Penehyclidine hydrochloride (PHC), a type of hyoscyamus drug, has both antimuscarinic and antinicotinic activities and retains potent central and peripheral anticholinergic activities. Compared with other hyoscyamine, the notable advantage of PHC is that it has few M receptor-associated cardiovascular side effects. Recent studies and clinical trials have suggested that treatment with penehyclidine hydrochloride may also possess good effects in the treatment of lung injury. The mechanism responsible for this effect has yet to be determined; however, one possibility is that they might do so by a direct effect on pulmonary vascular endothelium. Since inflammatory reactions of the endothelium are signs of endothelial injury in the pathogenesis of lung injury, we determined the effects of penehyclidine hydrochloride on endothelial inflammatory injury in cultured human pulmonary microvascular endothelial cells (HPMVEC). Furthermore, human pulmonary microvascular endothelial cells were transfected with a shRNA-containing plasmid that specifically targets beta-arrestin-1 mRNA, to test whether the effect of penehyclidine hydrochloride on lipopolysaccharide (LPS)-induced endothelial cell injury is dependent on its upregulation of beta-arrestin-1 or not. Penehyclidine hydrochloride reduced the inflammatory responses to LPS stimulation, as evidenced by reduced lactate dehydrogenase (LDH), tumor necrosis factor-alpha (TNF-α), and interleukelin-6 (IL-6) levels, as well as vascular cell adhesion molecule 1 (VCAM-1) and intercellular cell adhesion molecule-1 (ICAM-1) expressions. This was found to result from increased beta-arrestin-1 expression and decreased nuclear transcription factor-κB (NF-κB) activation.
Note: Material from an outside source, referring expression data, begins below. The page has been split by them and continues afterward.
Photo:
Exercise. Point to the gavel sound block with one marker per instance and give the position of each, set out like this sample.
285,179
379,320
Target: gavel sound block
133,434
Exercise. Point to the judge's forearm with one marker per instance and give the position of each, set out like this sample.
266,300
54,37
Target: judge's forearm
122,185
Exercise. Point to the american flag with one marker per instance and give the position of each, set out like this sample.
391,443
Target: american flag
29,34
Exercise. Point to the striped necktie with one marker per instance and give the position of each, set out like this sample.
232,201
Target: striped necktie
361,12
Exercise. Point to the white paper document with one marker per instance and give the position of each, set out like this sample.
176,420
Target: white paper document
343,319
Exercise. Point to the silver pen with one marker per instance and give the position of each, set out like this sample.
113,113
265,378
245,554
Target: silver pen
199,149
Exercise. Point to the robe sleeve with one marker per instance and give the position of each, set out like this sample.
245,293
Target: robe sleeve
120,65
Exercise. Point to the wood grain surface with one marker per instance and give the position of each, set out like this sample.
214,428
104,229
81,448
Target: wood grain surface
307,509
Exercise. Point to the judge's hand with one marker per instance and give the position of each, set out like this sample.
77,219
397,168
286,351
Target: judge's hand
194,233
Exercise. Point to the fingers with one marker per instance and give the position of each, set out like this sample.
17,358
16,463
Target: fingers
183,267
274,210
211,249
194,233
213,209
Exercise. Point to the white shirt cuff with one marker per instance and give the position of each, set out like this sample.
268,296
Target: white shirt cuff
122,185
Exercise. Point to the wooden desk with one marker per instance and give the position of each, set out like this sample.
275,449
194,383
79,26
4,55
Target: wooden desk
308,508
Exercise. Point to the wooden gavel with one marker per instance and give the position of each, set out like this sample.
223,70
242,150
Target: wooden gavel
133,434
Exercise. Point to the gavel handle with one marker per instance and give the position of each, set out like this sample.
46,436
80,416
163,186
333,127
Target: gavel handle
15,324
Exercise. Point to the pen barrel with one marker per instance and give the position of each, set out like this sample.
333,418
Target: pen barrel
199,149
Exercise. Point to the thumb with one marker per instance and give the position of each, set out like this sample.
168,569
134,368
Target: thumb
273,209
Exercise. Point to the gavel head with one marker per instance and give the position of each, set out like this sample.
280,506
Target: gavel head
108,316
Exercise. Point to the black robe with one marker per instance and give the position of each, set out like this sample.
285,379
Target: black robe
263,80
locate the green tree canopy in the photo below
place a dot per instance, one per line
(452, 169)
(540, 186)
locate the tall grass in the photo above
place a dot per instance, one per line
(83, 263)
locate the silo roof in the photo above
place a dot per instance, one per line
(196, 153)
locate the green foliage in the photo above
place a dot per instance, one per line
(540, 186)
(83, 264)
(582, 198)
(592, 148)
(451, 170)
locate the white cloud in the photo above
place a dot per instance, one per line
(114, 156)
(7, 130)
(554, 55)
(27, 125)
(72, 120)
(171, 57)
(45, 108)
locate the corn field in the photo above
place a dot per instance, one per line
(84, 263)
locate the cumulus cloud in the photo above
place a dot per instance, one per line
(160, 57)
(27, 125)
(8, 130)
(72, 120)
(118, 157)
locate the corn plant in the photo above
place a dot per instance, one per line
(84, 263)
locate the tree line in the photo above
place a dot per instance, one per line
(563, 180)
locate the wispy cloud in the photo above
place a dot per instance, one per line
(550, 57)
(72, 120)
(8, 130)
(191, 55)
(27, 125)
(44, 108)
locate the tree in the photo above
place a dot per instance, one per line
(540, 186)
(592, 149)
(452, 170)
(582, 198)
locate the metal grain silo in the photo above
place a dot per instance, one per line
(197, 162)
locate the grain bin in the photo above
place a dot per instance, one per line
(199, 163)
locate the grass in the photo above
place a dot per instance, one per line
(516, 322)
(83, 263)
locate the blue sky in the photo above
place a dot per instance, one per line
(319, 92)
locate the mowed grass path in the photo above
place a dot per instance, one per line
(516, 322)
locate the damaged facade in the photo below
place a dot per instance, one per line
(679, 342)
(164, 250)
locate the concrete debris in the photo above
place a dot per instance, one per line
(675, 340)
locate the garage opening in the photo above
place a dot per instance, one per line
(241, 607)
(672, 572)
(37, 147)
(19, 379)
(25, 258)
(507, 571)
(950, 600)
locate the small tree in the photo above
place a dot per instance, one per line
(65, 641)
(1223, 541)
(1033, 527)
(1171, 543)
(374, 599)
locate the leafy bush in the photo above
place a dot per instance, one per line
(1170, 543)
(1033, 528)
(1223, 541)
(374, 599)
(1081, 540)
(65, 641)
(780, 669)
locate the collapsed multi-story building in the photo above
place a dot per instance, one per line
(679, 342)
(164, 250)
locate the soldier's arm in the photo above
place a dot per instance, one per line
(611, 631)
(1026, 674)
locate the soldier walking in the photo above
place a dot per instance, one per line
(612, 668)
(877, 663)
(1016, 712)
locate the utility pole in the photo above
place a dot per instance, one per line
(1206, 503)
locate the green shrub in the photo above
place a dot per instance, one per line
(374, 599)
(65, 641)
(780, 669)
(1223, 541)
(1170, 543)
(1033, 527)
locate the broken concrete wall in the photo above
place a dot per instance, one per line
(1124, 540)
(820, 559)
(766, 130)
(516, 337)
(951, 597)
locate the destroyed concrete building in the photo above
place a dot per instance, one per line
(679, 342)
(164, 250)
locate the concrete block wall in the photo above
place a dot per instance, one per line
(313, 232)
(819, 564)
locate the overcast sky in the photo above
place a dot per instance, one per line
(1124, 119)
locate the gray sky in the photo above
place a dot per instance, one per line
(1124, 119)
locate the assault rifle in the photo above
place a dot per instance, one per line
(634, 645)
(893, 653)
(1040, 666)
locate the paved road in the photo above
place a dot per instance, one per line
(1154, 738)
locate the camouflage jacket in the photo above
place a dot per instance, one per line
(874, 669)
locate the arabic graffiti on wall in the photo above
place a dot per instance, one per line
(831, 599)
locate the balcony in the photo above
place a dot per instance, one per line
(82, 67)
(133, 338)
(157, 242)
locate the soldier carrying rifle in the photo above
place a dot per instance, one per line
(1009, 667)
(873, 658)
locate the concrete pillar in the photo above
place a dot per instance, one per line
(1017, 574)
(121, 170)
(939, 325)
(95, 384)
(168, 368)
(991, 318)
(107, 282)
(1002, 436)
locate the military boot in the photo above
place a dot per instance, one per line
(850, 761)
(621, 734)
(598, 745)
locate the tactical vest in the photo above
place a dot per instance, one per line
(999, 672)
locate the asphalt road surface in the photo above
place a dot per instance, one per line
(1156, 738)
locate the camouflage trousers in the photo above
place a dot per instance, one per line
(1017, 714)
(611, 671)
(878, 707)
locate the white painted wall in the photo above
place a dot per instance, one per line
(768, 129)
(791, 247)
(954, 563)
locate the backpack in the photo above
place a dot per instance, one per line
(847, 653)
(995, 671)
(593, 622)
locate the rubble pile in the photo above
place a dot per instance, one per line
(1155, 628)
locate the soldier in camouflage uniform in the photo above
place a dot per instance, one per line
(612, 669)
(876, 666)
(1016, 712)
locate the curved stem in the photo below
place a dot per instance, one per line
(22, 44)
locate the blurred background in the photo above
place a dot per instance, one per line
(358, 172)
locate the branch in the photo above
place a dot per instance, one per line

Expression of a shRNA-containing plasmid that specifically targets beta-arrestin-1 mRNA nullified these effects of penehyclidine hydrochloride. The results indicate that penehyclidine hydrochloride exerts a protective effect on pulmonary microvascular endothelial inflammatory injury induced by LPS. We also demonstrate that this is due to its ability to increase beta-arrestin-1, which in turn inhibits NF-κB activation.